Oh Figs!

April 6, 2012

Tee-hee. Polite swearing is so cute.


Today we’re going to talk about the awesomeness known as figs. I LOVE figs. Fresh figs are floral and juicy, dried figs are sticky and sweet. As a kid I loved Fig Newtons, something we didn’t have much. So flipping through a cookbook, I wondered if we could make our own. Turns out…you can!

Start by cutting up two packages of figs. I diced ours, but after making a batch I’d be inclined to mince them. I’d also be inclined to increase the amount of figs for a thicker layer. Ours wound up kind of cakey.

So, take your figs, put them in a small saucepan with 1/3 cup honey and a teaspoon or so of lemon juice. Cook it gently over low heat for approximately ten minutes, or until the figs soften up. Stir occasionally.

While the figs are rehydrating, go ahead and make your “cookie” dough. We made it with 1/2 cup butter, 1/2 cup honey, 1 egg, 1/2t lemon zest, 1T lemon juice, 3 cups whole wheat flour, 1t baking powder, 1/2t baking soda, 1/4t salt.

Ours was a crumbly texture; however, similar to a graham cracker crust texture, when squeezed it held its shape.

We took the crumbs and pressed them in to the bottom of a sprayed 9×13 glass pan. In hindsight, I think our layer was a little thick.

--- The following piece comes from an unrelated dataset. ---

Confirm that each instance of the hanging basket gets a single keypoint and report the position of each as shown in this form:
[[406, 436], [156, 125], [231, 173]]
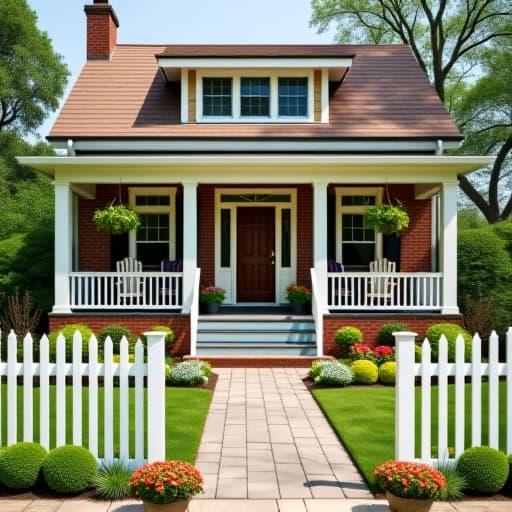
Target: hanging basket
[[116, 219]]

By this time, the filling should be about set, so dump that in to the pan and spread it out. I left an edge of about a half inch so that we’d get a good cookie seal instead of being leaky.

Then place the remaining cookie crumb on top and press it down.

Bake at 350 for 12-15 minutes, or until starting to look toasty.

You can see that ours are slightly crumbly, but they tasted delicious. I’d add a touch more liquid, a little less crumb, and a little more filling. Best served warm!